How to Catch a Spacetime Wave

Studio 360

Einstein published his theory of general relativity in 1916. Exactly 100years later, a group of scientists using giant contraptions that cost a billion dollars confirmed the existence one of his most outlandish predictions: gravitational waves.

Columbia University astrophysicist Janna Levinwrote a book about the breakthrough called "Black Hole Blues."

Kurt Andersen: Gravitational waves are what?

Janna Levin: Gravitational waves are oscillations or ripples in the shape of space-time. Einstein writes that mass and energy will warp space and time.

The bowling ball on the trampoline.

Yes, but imagine the bowling ball rolls around. The deformation of the trampoline has to follow it. If the bowling ball moves, Einstein theorizes, nothing can travel faster than the speed of light. So the information about the motion of the bowling ball and the deformation of space-time has to be propagated in a wave that travels at the speed of light. If you are in space-time, you will bob on the wave.

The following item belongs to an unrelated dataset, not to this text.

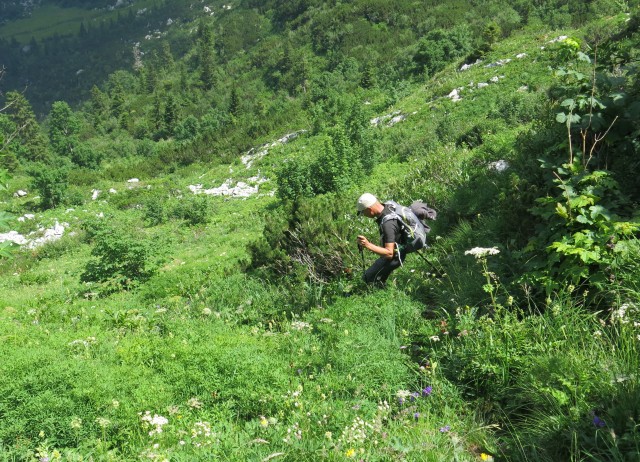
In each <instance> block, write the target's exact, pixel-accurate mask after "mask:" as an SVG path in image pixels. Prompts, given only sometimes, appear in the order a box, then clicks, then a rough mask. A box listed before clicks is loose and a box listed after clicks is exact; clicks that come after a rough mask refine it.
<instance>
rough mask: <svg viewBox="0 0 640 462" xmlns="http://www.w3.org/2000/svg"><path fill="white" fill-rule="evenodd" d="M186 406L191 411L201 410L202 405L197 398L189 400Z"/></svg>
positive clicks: (194, 398) (191, 398) (198, 399)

Earlier this year, scientists announced that they heard gravitational waves.

Even they were surprised. It was an arduous, 50-year campaign.

When we hear the sound from the observatory, what are we hearing?

That is final one fifth of a second of two black holes orbiting each other and, like mallets on a drum, it rings spacetime but only in the final one fifth of a second is it loud enough to be detected by the LIGO machine, 1.3 billion years later.

I get why that's an important discovery, but what's in it for us?

We don't always have the language for what's in it for us. But on that day, when they announced the discovery, the whole world stopped. I was interviewed for Al Jazeera TV, from Qatar, and we're talking for a second about being under the same sky. And there is just something tremendous about the human desire to know about our place in the universe. It should be something that's absolutely unifying.